Created attachment 1194946 [details] verbose openconnect output (see end of file for failure) Following the F25 update to gnutls-3.5.3-1, VPN connections established through OpenConnect (against an AnyConnect VPN provided by a Cisco ASA device) started to fail, with the remote side appearing dead to OpenConnect: DTLS Dead Peer Detection detected dead peer! After re-establishment, the connection works again for some time, then the process is repeated. The connection only fails if it's actually used for something. Not quite sure yet what exactly triggers it. Logging into a RHEV/oVirt web interface seems quite reliable, but I've also seen it happen during DNF package installs. Disabling DTLS (--no-dtls to openconnect) makes things work again, as does downgrading of gnutls to the previous 3.5.2 version. Looking at the upstream changelog, 3.5.3 appears to introduce a new DTLS sliding window implementation, maybe related? Version-Release number of selected component (if applicable): gnutls-3.5.3-1.fc25.x86_64 openconnect-7.07-2.fc25.x86_64 Steps to Reproduce: 1. connect to AnyConnect VPN using OpenConnect 2. use it for some time (not sure what exactly triggers it, doesn't take long though) 3. connection dies with "DTLS Dead Peer Detection detected dead peer!" Additional info: I'm well aware that Cisco's DTLS implementation is quite non-standard, but grepping through the GnuTLS code, it seems to me that the intent is to support it (as DTLS0.9), which is why I'm filing this bug against GnuTLS. OpenConnect does not show the issue when using gnutls-3.5.2-1.fc25 or when built against OpenSSL.

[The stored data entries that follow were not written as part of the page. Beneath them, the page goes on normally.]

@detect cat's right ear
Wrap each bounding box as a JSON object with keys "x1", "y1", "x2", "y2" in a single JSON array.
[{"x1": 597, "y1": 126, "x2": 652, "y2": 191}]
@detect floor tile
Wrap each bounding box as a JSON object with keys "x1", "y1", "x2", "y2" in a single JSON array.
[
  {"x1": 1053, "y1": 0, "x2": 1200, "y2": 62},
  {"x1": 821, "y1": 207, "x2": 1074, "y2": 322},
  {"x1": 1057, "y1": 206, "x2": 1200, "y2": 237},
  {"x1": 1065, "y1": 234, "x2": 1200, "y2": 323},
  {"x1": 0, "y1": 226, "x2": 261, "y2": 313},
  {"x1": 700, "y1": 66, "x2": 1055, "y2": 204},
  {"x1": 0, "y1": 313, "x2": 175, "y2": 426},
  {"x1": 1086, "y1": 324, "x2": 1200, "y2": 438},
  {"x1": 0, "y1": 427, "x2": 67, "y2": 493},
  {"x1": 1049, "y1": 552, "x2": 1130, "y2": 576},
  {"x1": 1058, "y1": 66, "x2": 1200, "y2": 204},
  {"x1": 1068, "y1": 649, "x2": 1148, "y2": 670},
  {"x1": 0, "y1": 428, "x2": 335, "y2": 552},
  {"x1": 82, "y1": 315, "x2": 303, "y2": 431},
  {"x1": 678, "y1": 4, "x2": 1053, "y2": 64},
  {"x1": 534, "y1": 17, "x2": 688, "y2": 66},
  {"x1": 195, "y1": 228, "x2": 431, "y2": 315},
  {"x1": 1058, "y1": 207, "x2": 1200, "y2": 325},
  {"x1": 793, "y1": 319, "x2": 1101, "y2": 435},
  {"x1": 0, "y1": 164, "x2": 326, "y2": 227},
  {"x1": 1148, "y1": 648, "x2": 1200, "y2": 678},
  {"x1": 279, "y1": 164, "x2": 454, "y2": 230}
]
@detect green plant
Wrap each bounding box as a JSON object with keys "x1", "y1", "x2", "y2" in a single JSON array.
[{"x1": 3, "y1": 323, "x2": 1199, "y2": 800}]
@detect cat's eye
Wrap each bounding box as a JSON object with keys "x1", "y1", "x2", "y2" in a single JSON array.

Hi, if you downgrade to 3.5.2 does it work? Do you have any debugging output when this issue happens?
The best would be if you could provide some gnutls debugging output while that issue occurs. To get that you can set GNUTLS_DEBUG_LEVEL=6 environment variable prior to running openconnect.
You can also add --gnutls-debug=6 to the openconnect command line. It might be worth getting a packet capture from the real network, showing the DTLS packets. The sequence numbers are in the clear, aren't they? And the only obvious DTLS change I see between 3.5.2 and 3.5.3 is related to the sequence number sliding window — so we hopefully don't even *need* to decrypt the packets to work out what the problem is.
David reproduced the issue and send the log back. I'll try to figure the issue from that.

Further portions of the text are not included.